ATAPI 44 ist nur der Name der Steckerform für die 2,5" Platten, diese haben 44 anstatt der normalen 40 Pins von normalen PATA-Steckern, da hier gleich noch die Versorgungsspannung mit eingespeißt wird. Der eigentliche DMA-Modus hängt dann eigentlich nur von der Platte und dem Mainboard ab, allzu schnell werden die Platten aber nicht sein, hängt natürlich außerdem noch von der Umdrehungsgeschwindigkeit ab, würde jetzt tollkühner weise auf 30-50MB/s tippen.


----------



## SebastianJ (28. Oktober 2011)

Also danke erst mal für deine schnelle Antwort 
Mir war schon klar das die nicht so schnell ist wie SATA
aber ich konnte halt auf der Festplatte nix finden außer
das sie mit 5200 rpm läuft.
Soll ja auch nur zum auslagern sein und für umsonst kann man
ja über sowas eigentlich nicht merkern auch wenn  sie etwas 
älter sind


----------



## euMelBeumel (28. Oktober 2011)

Solange sie laufen, ihre Daten sicher behalten und nur als Datenlager dienen braucht man keine 100+ MB/s, da sind ein paar rpm weniger meiner Meinung nach sogar besser, da leiser und energiesparender.
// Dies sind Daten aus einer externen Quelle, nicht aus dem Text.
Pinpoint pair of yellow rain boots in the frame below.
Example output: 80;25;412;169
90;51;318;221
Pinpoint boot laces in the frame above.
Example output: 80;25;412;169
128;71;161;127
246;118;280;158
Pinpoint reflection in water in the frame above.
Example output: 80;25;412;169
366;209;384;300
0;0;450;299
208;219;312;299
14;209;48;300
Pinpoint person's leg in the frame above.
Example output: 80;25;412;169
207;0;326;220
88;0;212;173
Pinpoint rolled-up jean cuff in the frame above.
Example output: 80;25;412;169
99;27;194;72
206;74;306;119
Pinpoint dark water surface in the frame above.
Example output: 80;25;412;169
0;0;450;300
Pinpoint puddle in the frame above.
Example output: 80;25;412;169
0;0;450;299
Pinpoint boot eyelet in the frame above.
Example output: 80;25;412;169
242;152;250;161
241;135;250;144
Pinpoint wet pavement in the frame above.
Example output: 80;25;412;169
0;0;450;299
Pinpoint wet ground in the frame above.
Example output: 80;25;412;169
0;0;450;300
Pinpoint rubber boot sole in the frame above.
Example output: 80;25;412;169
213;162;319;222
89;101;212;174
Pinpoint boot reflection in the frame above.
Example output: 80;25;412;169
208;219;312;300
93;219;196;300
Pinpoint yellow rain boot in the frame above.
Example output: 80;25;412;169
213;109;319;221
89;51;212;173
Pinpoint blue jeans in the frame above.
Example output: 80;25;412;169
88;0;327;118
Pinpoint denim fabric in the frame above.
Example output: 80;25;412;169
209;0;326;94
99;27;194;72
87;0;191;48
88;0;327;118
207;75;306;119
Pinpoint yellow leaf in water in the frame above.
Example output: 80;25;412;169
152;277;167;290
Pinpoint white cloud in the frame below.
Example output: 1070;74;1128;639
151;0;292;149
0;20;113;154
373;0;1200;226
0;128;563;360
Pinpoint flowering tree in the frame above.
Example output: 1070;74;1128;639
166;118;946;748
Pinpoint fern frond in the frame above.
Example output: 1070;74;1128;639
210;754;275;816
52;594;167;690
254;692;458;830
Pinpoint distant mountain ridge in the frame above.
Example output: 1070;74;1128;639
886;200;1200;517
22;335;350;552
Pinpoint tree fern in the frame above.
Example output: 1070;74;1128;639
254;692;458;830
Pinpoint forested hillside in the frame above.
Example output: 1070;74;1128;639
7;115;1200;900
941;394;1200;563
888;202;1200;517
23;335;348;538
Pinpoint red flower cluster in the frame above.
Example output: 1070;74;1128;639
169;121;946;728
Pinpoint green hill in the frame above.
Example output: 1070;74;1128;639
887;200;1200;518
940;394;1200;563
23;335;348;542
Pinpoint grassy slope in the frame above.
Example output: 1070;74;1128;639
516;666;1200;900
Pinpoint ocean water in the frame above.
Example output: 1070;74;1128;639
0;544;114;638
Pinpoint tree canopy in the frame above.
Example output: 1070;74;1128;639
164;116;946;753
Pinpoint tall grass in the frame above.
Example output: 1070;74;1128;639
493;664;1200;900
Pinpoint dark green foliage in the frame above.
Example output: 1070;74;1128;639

Ich glaube die 2,5" Platten waren früher nicht so gut beschildert, war zumindest auch so bei denen die ich in der Hand hatte, außer rpm und Produktionsdatum stand da meist nix^^


----------



## Dr Bakterius (29. Oktober 2011)

So wie ich das sehe ist der Aufwand umsonst, dein Board hat keinen IDE Port wo man die Platten anklemmen könnte. Damit dürfte die Aktion gestorben sein wenn es das Board aus der Signatur ist. Bei der Plattengröße würde ich noch auf einen sehr langsamen UDMA Modus tippen der vielleicht max. die Hälfte des S ATA Standards bietet und dann kommt auch noch der langsame Speed der Platte dazu. Ich glaube die Daten auf einen Zettel schreiben würde schneller gehen


----------



## SebastianJ (29. Oktober 2011)

@Dr Bakterius 

Ich besitze noch einen zweit PC der nur für Office
und für die Arbeit ist.
In dem Arbeitet ein AMD Athlon 64 X2 5200+ 2,71 Ghz, ein N68C-S UCC und 4 GB DDR2.
Auf dem Board sollen die Platten angeschlossen werden.

@euMelBeumel

Die Platten sind wirklich schlecht beschrieben.
Dafür ist aber ganz groß erklärt wie die Jumper setzten soll!


----------



## euMelBeumel (29. Oktober 2011)

Achja das Jumpern, Master und Slave und so - waren das noch Zeiten...


----------



## Dr Bakterius (29. Oktober 2011)

OK da ist ein P ATA Kanal vorhanden, im Vorfeld erwähnt hätte es den Kommentar erspart. Mußt du es halt mal probieren, und ca 6 Taler bringen einen ja nicht ins Armenhaus


----------